Андрей Андреевич испустил шумный пневматический вздох, наполнил свою стопочку и, даже не предложив Самоварову, выпил залпом.
— Не могу я сейчас! Свои дела, свои заботы… Вот ты сейчас хорошо про глушь сказал. Этот город
— Да, да, да! — оживился Самоваров. — Мне как раз такая дрянь попадалась.
— Вот видишь! А где покупал?
— Соседи по квартире угощали. Я узнаю, где они берут.
— Узнай! Мои ребята разберутся. Война! Навоз мне в Пайду, в речку, откуда воду берем, по ночам спускают Народец больше теперь продажный, на все готов. Дело на меня «зеленые» открыли — иск от имени мхов и лишайников. Э-э-эх!
Андрей Андреевич снова вздохнул, опять налил и аккуратно сглотнул кучумовки. Пил он благородно, это Самоваров уже отметил, а мог бы, судя по комплекции, стаканами глушить.

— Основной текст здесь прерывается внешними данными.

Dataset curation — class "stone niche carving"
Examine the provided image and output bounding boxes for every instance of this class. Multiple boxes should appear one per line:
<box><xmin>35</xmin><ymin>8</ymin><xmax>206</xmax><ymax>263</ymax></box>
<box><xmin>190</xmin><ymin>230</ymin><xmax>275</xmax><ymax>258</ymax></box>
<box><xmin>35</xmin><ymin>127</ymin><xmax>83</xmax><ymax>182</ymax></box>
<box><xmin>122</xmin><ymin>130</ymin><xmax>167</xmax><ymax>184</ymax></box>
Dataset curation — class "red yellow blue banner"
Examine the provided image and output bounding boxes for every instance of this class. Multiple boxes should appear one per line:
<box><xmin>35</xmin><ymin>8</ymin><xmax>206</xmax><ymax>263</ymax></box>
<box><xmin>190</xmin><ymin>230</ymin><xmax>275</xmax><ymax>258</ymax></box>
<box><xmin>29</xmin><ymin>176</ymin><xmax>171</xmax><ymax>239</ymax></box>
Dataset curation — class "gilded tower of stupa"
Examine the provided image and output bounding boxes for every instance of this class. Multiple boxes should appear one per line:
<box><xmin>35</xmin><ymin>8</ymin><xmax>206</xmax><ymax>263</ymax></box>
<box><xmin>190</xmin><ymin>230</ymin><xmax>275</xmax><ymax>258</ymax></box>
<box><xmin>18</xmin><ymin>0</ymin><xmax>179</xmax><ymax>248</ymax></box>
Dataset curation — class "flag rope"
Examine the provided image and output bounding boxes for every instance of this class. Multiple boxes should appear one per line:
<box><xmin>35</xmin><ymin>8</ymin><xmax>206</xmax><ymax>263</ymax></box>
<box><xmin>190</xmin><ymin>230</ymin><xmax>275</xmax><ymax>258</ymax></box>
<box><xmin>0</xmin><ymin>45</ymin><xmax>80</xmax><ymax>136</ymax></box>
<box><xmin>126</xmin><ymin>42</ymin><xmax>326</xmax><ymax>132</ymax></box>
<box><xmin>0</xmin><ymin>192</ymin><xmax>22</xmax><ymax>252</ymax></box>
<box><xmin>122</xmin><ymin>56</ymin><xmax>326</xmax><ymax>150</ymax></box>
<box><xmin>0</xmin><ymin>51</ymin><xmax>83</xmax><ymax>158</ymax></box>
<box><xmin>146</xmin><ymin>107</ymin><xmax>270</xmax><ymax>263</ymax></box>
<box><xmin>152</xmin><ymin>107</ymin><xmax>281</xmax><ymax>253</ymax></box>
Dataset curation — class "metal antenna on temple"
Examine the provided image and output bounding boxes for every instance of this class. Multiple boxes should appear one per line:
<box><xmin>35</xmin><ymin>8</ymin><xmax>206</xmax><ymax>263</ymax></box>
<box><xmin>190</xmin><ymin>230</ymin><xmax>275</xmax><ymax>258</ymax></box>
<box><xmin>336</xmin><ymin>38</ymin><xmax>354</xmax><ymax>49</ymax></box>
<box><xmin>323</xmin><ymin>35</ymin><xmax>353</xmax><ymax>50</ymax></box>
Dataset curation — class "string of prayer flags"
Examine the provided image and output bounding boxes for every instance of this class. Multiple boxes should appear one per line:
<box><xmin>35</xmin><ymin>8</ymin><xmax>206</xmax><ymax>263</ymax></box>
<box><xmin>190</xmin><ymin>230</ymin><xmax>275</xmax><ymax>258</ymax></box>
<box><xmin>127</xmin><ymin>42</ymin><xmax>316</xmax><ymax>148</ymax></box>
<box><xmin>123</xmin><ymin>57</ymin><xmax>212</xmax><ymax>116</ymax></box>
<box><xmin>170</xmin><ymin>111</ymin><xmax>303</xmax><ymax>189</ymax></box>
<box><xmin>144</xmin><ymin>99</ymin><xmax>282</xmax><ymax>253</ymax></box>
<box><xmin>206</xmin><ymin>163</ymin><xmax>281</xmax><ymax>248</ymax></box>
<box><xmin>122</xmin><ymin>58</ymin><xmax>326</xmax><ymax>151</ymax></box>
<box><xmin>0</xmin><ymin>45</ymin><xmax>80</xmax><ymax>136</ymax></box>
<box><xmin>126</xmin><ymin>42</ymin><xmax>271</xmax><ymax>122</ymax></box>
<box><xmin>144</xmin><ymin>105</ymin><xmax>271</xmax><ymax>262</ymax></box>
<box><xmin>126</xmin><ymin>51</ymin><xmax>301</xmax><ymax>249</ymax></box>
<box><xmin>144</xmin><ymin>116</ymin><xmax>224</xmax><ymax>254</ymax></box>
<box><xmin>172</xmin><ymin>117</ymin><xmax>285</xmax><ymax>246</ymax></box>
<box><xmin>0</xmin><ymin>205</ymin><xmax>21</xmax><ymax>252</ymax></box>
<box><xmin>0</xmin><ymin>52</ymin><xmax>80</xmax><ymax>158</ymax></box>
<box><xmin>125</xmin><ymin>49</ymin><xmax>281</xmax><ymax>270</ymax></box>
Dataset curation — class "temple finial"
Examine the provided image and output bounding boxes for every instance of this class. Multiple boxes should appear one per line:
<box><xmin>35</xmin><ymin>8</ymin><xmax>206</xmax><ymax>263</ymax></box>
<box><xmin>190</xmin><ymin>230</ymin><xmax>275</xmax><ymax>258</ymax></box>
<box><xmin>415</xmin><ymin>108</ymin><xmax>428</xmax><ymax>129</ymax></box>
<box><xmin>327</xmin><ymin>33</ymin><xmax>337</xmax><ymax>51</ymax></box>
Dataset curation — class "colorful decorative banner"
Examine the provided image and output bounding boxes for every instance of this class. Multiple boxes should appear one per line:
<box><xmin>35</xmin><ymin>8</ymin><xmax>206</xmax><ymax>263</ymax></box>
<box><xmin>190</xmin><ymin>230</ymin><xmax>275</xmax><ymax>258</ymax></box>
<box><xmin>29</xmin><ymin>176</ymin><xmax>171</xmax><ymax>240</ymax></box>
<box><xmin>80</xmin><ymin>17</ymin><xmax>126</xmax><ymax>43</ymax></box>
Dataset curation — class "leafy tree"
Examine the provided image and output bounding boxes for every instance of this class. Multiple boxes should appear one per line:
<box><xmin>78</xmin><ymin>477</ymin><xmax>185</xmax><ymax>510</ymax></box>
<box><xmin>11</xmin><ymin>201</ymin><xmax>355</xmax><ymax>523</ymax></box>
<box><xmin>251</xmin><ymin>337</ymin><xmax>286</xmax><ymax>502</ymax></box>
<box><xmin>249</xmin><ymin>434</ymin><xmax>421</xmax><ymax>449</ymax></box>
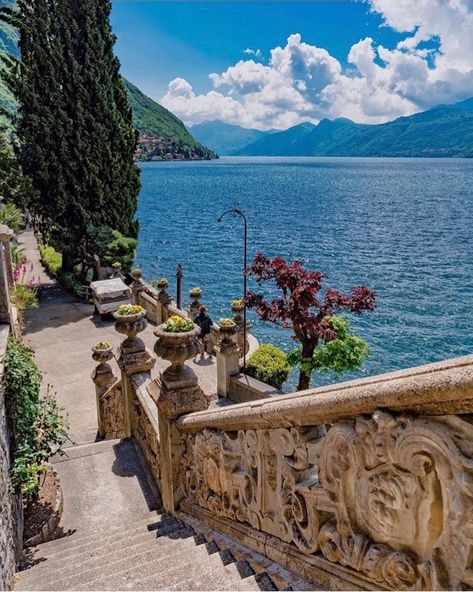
<box><xmin>287</xmin><ymin>315</ymin><xmax>369</xmax><ymax>381</ymax></box>
<box><xmin>1</xmin><ymin>0</ymin><xmax>140</xmax><ymax>270</ymax></box>
<box><xmin>0</xmin><ymin>127</ymin><xmax>34</xmax><ymax>216</ymax></box>
<box><xmin>88</xmin><ymin>224</ymin><xmax>137</xmax><ymax>272</ymax></box>
<box><xmin>245</xmin><ymin>253</ymin><xmax>376</xmax><ymax>391</ymax></box>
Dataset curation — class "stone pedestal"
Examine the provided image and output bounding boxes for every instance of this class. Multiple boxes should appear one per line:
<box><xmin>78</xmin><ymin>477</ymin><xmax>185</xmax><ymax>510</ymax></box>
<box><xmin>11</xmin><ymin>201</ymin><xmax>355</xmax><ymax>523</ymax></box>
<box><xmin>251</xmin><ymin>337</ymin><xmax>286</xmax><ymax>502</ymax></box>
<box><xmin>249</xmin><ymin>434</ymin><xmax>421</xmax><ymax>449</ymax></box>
<box><xmin>152</xmin><ymin>321</ymin><xmax>209</xmax><ymax>512</ymax></box>
<box><xmin>115</xmin><ymin>310</ymin><xmax>156</xmax><ymax>437</ymax></box>
<box><xmin>215</xmin><ymin>325</ymin><xmax>240</xmax><ymax>398</ymax></box>
<box><xmin>155</xmin><ymin>368</ymin><xmax>209</xmax><ymax>513</ymax></box>
<box><xmin>91</xmin><ymin>347</ymin><xmax>117</xmax><ymax>437</ymax></box>
<box><xmin>131</xmin><ymin>269</ymin><xmax>145</xmax><ymax>305</ymax></box>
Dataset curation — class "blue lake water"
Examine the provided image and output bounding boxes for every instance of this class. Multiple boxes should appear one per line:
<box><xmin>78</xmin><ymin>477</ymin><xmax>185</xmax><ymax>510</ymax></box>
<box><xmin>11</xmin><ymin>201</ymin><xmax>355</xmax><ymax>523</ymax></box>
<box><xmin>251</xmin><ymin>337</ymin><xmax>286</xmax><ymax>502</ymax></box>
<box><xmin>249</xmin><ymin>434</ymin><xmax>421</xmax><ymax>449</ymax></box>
<box><xmin>136</xmin><ymin>157</ymin><xmax>473</xmax><ymax>390</ymax></box>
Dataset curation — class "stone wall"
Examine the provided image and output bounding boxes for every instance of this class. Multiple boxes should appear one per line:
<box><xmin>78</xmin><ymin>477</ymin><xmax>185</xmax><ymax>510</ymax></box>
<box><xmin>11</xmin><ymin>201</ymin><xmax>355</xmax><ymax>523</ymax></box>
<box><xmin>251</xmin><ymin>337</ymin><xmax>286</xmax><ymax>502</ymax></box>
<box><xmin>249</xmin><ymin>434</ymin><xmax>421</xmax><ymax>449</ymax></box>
<box><xmin>227</xmin><ymin>373</ymin><xmax>281</xmax><ymax>403</ymax></box>
<box><xmin>176</xmin><ymin>354</ymin><xmax>473</xmax><ymax>591</ymax></box>
<box><xmin>0</xmin><ymin>324</ymin><xmax>22</xmax><ymax>591</ymax></box>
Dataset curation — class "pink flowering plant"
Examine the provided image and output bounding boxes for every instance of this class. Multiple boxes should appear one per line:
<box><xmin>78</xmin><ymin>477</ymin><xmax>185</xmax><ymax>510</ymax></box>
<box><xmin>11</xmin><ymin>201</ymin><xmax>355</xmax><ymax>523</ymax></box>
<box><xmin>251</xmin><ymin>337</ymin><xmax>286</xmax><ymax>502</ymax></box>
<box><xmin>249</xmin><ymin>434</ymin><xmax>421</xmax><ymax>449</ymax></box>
<box><xmin>10</xmin><ymin>262</ymin><xmax>39</xmax><ymax>311</ymax></box>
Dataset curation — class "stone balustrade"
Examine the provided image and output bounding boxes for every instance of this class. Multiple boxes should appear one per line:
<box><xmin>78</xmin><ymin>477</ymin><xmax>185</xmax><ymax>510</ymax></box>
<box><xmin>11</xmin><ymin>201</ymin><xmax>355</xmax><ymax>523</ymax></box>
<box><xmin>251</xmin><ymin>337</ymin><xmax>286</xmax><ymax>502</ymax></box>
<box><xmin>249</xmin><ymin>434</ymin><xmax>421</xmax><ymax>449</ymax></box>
<box><xmin>173</xmin><ymin>354</ymin><xmax>473</xmax><ymax>591</ymax></box>
<box><xmin>131</xmin><ymin>271</ymin><xmax>189</xmax><ymax>325</ymax></box>
<box><xmin>92</xmin><ymin>281</ymin><xmax>473</xmax><ymax>590</ymax></box>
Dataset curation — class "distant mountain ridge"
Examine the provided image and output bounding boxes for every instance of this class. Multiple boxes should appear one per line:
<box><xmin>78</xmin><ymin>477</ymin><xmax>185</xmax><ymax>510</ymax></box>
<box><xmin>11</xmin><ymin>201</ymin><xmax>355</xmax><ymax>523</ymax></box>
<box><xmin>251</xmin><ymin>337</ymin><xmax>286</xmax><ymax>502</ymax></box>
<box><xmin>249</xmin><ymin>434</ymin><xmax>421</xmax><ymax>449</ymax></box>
<box><xmin>124</xmin><ymin>80</ymin><xmax>216</xmax><ymax>161</ymax></box>
<box><xmin>190</xmin><ymin>121</ymin><xmax>273</xmax><ymax>155</ymax></box>
<box><xmin>234</xmin><ymin>99</ymin><xmax>473</xmax><ymax>158</ymax></box>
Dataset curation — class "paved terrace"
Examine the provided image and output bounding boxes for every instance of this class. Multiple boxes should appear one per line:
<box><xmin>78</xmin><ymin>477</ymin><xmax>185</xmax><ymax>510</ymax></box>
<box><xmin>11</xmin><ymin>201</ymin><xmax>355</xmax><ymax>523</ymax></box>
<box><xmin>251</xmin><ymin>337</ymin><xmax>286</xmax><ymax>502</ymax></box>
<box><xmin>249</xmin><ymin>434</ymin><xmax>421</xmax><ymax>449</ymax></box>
<box><xmin>19</xmin><ymin>230</ymin><xmax>219</xmax><ymax>539</ymax></box>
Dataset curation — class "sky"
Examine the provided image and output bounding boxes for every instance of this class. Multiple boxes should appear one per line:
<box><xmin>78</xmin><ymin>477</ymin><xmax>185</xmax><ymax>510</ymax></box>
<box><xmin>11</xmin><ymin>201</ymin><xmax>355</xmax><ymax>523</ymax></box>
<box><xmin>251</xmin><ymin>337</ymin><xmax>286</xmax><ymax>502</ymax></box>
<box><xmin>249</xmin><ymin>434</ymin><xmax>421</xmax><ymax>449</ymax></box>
<box><xmin>111</xmin><ymin>1</ymin><xmax>473</xmax><ymax>130</ymax></box>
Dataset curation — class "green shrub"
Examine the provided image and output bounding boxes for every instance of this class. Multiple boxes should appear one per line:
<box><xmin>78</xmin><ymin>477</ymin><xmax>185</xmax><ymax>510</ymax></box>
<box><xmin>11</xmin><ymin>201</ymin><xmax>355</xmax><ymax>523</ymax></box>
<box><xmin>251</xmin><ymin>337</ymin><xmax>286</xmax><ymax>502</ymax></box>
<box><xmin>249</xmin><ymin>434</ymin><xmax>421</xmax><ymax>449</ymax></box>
<box><xmin>39</xmin><ymin>244</ymin><xmax>62</xmax><ymax>276</ymax></box>
<box><xmin>10</xmin><ymin>283</ymin><xmax>38</xmax><ymax>311</ymax></box>
<box><xmin>5</xmin><ymin>338</ymin><xmax>70</xmax><ymax>498</ymax></box>
<box><xmin>87</xmin><ymin>225</ymin><xmax>137</xmax><ymax>273</ymax></box>
<box><xmin>0</xmin><ymin>203</ymin><xmax>24</xmax><ymax>233</ymax></box>
<box><xmin>246</xmin><ymin>344</ymin><xmax>291</xmax><ymax>390</ymax></box>
<box><xmin>58</xmin><ymin>271</ymin><xmax>84</xmax><ymax>299</ymax></box>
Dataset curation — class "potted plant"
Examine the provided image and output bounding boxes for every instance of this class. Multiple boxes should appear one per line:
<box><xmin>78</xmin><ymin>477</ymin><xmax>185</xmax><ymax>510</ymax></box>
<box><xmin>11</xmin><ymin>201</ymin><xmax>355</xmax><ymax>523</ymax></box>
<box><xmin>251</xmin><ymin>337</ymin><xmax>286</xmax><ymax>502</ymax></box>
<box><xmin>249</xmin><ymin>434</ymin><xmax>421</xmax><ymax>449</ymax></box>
<box><xmin>189</xmin><ymin>286</ymin><xmax>202</xmax><ymax>300</ymax></box>
<box><xmin>156</xmin><ymin>277</ymin><xmax>169</xmax><ymax>290</ymax></box>
<box><xmin>218</xmin><ymin>318</ymin><xmax>237</xmax><ymax>344</ymax></box>
<box><xmin>114</xmin><ymin>304</ymin><xmax>146</xmax><ymax>323</ymax></box>
<box><xmin>231</xmin><ymin>298</ymin><xmax>245</xmax><ymax>323</ymax></box>
<box><xmin>154</xmin><ymin>315</ymin><xmax>200</xmax><ymax>378</ymax></box>
<box><xmin>113</xmin><ymin>304</ymin><xmax>147</xmax><ymax>348</ymax></box>
<box><xmin>91</xmin><ymin>341</ymin><xmax>113</xmax><ymax>363</ymax></box>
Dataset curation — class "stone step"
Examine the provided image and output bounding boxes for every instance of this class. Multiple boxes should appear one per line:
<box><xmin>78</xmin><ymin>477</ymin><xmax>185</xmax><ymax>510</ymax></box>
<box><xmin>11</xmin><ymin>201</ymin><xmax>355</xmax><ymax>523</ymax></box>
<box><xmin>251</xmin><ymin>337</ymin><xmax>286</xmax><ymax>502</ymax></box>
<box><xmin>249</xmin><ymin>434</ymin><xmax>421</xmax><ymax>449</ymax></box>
<box><xmin>74</xmin><ymin>537</ymin><xmax>272</xmax><ymax>592</ymax></box>
<box><xmin>24</xmin><ymin>510</ymin><xmax>165</xmax><ymax>556</ymax></box>
<box><xmin>16</xmin><ymin>527</ymin><xmax>197</xmax><ymax>591</ymax></box>
<box><xmin>176</xmin><ymin>512</ymin><xmax>319</xmax><ymax>591</ymax></box>
<box><xmin>53</xmin><ymin>438</ymin><xmax>122</xmax><ymax>462</ymax></box>
<box><xmin>29</xmin><ymin>514</ymin><xmax>179</xmax><ymax>567</ymax></box>
<box><xmin>170</xmin><ymin>574</ymin><xmax>265</xmax><ymax>591</ymax></box>
<box><xmin>17</xmin><ymin>521</ymin><xmax>183</xmax><ymax>580</ymax></box>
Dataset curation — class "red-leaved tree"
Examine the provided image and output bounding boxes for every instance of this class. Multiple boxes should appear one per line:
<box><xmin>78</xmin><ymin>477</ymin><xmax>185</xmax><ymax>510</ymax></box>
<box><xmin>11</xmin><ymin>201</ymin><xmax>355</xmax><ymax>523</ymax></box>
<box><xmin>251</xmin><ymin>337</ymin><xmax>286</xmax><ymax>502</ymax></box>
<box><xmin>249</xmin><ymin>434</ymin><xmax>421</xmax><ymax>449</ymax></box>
<box><xmin>245</xmin><ymin>253</ymin><xmax>376</xmax><ymax>391</ymax></box>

— И вот особо суетиться насчет Генки мне сейчас не с руки. Конечно, есть у меня своя служба безопасности, и неплохая. Но ребята по нашим, по коммерческим делам специализируются. А тут театр! Это же дурдом — извини, если обидел. Нормальному человеку не подступиться. Да ты не волнуйся, ничего особенного мне не надо.
— Я не волнуюсь, просто не понимаю пока, чем могу быть полезен, — уточнил Самоваров.
— Дело нехитрое. Конечно, если до суда дойдет, дам адвоката хорошего — я уж и предлагал сегодня Генке. Но пока не надо. Главное вот что: не Генка это сделал. А кто? Театральные это делишки. Вечно у них страсти-мордасти. Ты сейчас там идишь, а изнутри видней — народ театральный болтливый. Может, кто что знает, кто видел чего, слышал. Мы-то не знаем даже, к кому подступиться. Следователю ни один ни фига не скажет, а своему человеку… Помышкуй! А я хорошо заплачу. Не в рублях, конечно.
Опять! У Самоварова от изумления грибок булыжником застрял в горле.
— Только намек дай, в чем там дело, и — главное, кто. Потом уж мы сами раскатаем, — гудел Кучумов. Он еще ниже пригнул шею и заговорил на полном, не терпящем возражений серьезе:
— На театр я плевал, Генку жалко! Да и мой интерес тут есть. Болтают, что у меня было что-то с ней, с Таней. Развозят теперь, что это я ее грохнул. У журналистов мозги тараканьи, чего только не наврут, если им заплатят. А сейчас желающих меня в дерьме утопить полно. И вот пожалуйста: пишут, что Таню по моему приказу убрали. Как Мерилин Монро. Вроде знала она много про мои якобы махинации да про дома на Лазурном берегу. Шантажировала она, видишь ли, меня. Вот я и велел ее загасить. Уже в двух газетенках это читал! Так и называется — «Ушуйская Мерилин Монро». И фото ее. И мое рядом! Сволочи!